Jeff Koons‘ Exhibition at Guy Hepner, includes sculpture and prints, The Balloon Venus, The Pink Bow, and Monkey Train Prints, which are just a few examples of Koons’ creative risks that power his pop-culture supremacy and explore contemporary obsessions with sex and desire, race and gender, and celebrity, media, commerce, and fame.
Jeff Koons’ “Antiquity Series” tackles most directly the themes of acceptance, humanity, and essential life patterns that repeatedly surface throughout his career. Signature of his work, The Balloon Venus is playful and impactful. It is made of a mirror-polished stainless steel of transparent color coating, an adaptation of Jeff Koons’ monumental sculpture and has also been seen in collaboration with the prestigious Brand Dom Perignon. The piece is based on the Iconic, “Venus of Willendorf”, an 11cm tall Paleolithic figurine discovered in Austria in 1908, dating 23,000 BC and considered to be one of the earliest known depictions of the human form. It “proposes a new kind of idol, a modern-day goddess of love who embraces her beholder in reflective curves and suggests fecundity and creation,” Koons explains, representing the continuity of the human experience symbolized by Venus. Jerry Saltz at artnet.com enthused that it was possible to be “wowed by the technical virtuosity and eye-popping visual blast” of Koons’ art.

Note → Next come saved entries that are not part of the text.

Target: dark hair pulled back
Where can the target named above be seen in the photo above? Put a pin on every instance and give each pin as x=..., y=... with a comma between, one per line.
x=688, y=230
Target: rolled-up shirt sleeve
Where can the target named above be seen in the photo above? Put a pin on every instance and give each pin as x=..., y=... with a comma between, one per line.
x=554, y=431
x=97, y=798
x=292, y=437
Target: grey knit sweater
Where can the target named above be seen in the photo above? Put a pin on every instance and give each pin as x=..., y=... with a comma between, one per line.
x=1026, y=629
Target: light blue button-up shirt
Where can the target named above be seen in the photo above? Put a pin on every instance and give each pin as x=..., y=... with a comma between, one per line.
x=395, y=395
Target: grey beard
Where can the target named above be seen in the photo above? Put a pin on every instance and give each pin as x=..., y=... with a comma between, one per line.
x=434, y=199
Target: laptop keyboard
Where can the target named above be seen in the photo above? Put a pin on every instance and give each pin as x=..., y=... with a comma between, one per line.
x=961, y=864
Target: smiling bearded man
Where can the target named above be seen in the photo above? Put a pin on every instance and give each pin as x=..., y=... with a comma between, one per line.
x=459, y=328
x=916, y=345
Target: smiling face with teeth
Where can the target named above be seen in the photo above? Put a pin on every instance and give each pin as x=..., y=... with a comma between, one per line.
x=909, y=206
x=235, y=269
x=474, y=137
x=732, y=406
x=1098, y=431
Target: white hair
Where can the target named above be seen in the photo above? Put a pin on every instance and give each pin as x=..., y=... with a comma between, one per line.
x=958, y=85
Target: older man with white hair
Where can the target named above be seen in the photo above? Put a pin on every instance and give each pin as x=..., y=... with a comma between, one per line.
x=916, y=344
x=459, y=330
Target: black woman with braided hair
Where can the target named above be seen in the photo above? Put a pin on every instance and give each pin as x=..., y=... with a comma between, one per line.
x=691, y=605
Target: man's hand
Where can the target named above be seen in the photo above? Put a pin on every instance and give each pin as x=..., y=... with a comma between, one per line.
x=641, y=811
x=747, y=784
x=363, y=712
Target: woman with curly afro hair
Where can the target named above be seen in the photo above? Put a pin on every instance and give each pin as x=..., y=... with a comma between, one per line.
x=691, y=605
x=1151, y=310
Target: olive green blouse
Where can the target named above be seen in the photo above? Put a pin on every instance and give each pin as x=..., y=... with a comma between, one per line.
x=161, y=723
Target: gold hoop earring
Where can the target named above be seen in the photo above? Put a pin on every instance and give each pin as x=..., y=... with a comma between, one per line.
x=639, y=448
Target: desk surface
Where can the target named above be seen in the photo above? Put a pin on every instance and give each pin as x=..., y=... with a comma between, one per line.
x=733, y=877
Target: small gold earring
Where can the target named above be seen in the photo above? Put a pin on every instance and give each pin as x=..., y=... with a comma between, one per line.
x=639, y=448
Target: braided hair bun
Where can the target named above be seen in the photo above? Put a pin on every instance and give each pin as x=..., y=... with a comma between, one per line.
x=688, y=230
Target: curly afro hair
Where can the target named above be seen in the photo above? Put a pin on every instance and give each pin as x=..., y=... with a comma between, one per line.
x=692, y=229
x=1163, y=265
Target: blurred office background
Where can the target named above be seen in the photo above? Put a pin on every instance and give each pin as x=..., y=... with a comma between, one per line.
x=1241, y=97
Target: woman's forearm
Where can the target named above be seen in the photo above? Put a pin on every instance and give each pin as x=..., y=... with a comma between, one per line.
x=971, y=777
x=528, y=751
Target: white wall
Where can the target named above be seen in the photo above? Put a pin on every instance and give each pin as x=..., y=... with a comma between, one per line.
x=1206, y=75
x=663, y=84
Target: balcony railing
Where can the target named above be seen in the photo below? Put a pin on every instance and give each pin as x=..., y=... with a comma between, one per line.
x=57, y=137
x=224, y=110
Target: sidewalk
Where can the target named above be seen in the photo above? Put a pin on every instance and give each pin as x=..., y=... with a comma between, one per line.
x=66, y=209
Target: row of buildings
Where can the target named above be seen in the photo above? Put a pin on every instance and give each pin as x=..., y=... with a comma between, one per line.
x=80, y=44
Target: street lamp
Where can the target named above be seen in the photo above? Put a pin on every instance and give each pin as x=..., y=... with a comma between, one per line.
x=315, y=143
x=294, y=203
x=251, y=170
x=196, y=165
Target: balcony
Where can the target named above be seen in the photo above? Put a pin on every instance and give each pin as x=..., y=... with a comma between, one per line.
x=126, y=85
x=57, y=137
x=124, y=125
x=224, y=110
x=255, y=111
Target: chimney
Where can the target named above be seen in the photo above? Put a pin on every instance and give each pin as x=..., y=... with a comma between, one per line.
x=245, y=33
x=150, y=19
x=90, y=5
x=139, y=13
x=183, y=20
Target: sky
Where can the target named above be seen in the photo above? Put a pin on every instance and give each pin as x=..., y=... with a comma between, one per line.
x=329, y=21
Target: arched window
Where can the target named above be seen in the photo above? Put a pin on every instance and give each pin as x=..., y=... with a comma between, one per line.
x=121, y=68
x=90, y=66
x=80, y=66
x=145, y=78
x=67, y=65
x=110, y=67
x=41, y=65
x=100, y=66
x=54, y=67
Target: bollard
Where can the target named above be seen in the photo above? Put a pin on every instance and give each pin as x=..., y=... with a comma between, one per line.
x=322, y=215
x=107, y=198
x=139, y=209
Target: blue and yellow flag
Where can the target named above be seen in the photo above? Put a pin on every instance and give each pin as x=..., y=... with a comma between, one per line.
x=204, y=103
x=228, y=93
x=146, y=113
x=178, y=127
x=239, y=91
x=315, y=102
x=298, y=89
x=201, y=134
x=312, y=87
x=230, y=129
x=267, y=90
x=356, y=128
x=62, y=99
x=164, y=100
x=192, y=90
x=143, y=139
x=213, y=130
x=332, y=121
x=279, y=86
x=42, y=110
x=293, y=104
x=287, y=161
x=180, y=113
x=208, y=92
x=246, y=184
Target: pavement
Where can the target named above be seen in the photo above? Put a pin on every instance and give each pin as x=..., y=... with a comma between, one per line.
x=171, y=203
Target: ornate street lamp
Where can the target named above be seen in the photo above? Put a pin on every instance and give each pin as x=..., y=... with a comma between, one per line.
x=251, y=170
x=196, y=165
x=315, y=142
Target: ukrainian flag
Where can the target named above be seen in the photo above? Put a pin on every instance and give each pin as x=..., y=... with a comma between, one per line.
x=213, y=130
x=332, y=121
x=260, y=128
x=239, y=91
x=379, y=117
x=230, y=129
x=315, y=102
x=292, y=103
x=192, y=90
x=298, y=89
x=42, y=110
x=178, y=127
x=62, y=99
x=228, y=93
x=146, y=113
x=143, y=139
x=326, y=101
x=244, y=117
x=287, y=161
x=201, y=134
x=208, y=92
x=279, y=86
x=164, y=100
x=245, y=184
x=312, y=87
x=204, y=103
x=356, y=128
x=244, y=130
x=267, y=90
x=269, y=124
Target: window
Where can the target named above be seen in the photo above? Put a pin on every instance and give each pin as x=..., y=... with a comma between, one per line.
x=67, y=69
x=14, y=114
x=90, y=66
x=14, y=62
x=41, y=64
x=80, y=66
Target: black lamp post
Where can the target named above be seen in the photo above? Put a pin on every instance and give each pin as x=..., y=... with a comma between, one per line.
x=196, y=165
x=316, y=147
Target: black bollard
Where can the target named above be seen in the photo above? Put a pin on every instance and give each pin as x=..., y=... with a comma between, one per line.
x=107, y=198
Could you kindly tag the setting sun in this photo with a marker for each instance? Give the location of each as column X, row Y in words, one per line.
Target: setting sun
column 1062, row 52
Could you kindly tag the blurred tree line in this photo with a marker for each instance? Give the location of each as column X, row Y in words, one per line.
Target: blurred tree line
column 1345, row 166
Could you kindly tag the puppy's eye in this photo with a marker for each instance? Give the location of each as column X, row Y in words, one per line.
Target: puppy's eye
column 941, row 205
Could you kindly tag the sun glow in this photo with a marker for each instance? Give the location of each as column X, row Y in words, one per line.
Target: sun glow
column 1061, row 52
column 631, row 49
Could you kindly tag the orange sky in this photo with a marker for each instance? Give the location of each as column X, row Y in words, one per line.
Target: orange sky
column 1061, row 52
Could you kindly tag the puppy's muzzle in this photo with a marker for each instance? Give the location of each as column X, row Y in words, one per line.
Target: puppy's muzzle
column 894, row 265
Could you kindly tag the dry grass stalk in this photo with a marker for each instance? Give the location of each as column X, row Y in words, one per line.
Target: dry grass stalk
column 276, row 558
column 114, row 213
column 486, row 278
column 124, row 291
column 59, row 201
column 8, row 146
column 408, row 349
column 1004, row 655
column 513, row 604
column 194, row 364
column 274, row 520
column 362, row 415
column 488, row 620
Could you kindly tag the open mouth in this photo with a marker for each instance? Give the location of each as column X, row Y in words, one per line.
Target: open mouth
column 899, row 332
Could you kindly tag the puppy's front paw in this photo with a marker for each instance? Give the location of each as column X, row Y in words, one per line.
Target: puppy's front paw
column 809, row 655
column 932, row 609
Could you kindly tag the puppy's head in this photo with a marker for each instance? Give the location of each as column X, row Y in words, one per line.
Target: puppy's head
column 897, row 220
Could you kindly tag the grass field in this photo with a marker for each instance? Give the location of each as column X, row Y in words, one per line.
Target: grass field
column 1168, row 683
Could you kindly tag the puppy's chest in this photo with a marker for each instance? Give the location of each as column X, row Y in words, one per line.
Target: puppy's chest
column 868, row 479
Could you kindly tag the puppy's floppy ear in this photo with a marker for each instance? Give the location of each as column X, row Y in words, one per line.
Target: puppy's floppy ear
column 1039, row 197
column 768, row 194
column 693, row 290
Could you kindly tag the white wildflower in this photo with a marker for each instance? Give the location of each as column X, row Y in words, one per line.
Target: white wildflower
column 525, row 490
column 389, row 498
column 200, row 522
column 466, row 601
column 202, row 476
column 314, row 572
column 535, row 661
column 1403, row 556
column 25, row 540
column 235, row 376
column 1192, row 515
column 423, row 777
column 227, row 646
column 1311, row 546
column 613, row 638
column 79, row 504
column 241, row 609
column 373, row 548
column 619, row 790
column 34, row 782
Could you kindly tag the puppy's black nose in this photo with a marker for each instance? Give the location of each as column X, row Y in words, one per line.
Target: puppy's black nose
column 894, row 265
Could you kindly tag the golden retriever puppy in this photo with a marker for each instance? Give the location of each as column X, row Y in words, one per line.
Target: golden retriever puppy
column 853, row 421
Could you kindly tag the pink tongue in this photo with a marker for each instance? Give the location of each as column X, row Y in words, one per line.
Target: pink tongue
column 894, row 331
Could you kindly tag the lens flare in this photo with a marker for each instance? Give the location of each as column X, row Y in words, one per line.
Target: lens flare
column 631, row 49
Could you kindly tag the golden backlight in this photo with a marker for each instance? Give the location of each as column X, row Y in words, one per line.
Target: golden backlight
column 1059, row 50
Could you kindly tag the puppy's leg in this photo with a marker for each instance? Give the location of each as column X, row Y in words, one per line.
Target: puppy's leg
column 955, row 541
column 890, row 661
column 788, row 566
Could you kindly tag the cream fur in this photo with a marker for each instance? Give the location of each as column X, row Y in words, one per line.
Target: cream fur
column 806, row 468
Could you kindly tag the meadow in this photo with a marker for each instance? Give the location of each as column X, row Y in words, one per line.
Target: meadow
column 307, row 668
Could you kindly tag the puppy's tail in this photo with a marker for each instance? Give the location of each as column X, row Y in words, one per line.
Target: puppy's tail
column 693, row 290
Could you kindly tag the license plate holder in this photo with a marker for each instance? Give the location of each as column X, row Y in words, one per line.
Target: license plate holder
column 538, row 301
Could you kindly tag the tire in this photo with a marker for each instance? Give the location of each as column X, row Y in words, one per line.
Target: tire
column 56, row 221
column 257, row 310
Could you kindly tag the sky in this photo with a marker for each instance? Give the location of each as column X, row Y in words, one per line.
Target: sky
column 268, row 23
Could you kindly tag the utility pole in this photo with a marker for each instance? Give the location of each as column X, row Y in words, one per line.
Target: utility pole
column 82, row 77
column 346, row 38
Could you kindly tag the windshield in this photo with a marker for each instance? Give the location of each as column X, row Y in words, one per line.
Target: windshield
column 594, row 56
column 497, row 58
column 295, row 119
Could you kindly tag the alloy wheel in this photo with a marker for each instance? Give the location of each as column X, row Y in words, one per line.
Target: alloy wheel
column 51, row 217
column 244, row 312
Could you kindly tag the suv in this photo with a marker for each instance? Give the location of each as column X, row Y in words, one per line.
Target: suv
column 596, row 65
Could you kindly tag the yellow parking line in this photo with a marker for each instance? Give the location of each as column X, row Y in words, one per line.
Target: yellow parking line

“And so I always desire to be able to give a viewer a sense of themselves being packaged, to whatever level they’re looking for. Just to instill a sense of self-confidence, self-worth. That’s my interest in Pop.” Says Jeff Koons. The Pink Bow belongs to the 1990 “Celebration Series” which elevates commercial objects from the gift industry such as hearts, diamonds, easter eggs and bows to the level of artistic icons. In the Pink Bow, Koons adopts the metallic and iridescent colors creating a seductive surface. The object is inflated to significantly increase its life-size, hence taking the simple metallic wrapping foil out of its context and giving it a life of its own, oscillating between monstrosity and seduction, pleasure and distaste. The Pink Bow is the exaltation of a banal package material and has even become The Official Art Print Edition 2014 FIFA World Cup Brazil, a collectible edition, and an Official Licensed Product of the 2014 FIFA World Cup Brazil.
Since his famous “Banality Series” of 1988, Jeff Koons has been creating artworks that sit on the borderline of kitsch and critique, plumbing the imagery of mass culture. In the Monkey Train silkscreens, Koons layers the image of balloon shaped like a cartoon monkey on top of a negative print of a train in orange. These prints continue to borrow from some of his most iconic subjects, by juxtaposing inflatable toy monkeys over historical images of industry and transport, Koons plays with pleasure, celebrity, commerce, and taste. Although often seen as ironic or tongue-in-cheek, Koons insists his practice is earnest and optimistic.